This news is only a few days old, but the fires have been raging for years in the Amazon. Adam K. Raymond for New York Magazine:
Fires raging in vast stretches of the Amazon rainforest this week are darkening the skies of cities thousands of miles away, turning rainwater black, and setting disturbing records, according to Brazil’s National Institute for Space Research, better known as INPE. The agency, which uses satellite imagery to monitor fires in the world’s largest rainforest, said this week that the Amazon is burning at the fastest rate since 2013, when it began keeping records.
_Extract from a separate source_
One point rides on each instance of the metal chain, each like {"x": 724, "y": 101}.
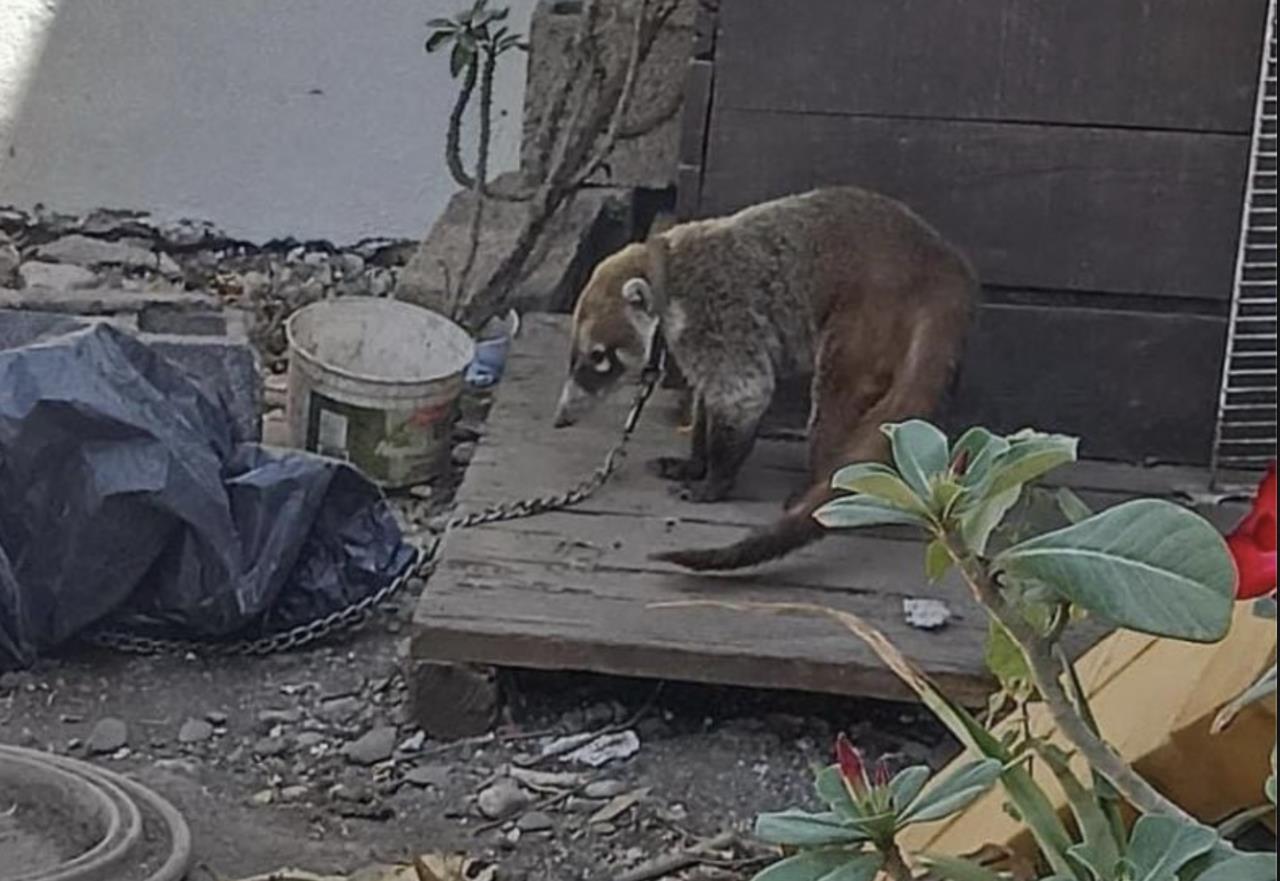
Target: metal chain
{"x": 424, "y": 562}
The 72,843 fires in Brazil this year mark an 84 percent increase over this time last year, with INPE recording a new fire somewhere in the country roughly every minute.
As images of wildfires in South America’s Amazon region draw global attention, a large and potentially devastating series of fires is raging in Central Africa and parts of Southern Africa.
Among the regions at risk is the Congo Basin forest, the second-largest tropical rainforest, after the Amazon, mostly in the Democratic Republic of Congo. The region absorbs tons of carbon dioxide, a key in the fight against climate change, and has been called the world’s “second lung,” following the Amazon.
When I was a teenager, I remember being gravely concerned about the CFC problem and the Ozone Hole. The last time our nations came together to ban harmful CFC’s, it resulted in healing our planet’s Ozone Layer 30 years later. We have to band together again. This time, we must ensure protections for our precious rainforests before it’s too late. Protecting our rainforest are the last bastion of protection the Earth has against greenhouse gases.
As I’m writing this, Hurricane Dorian prepares to make landfall, the first major hurricane of 2019. As of writing, it’s predicted to make landfall as a Category 3 or 4 on Labor Day. When I look back on this post 20 years from now, I wonder how much worse shape our little planet will be in. I can only wildly speculate pessimistically now, but I really hope we can turn it around before it’s too late.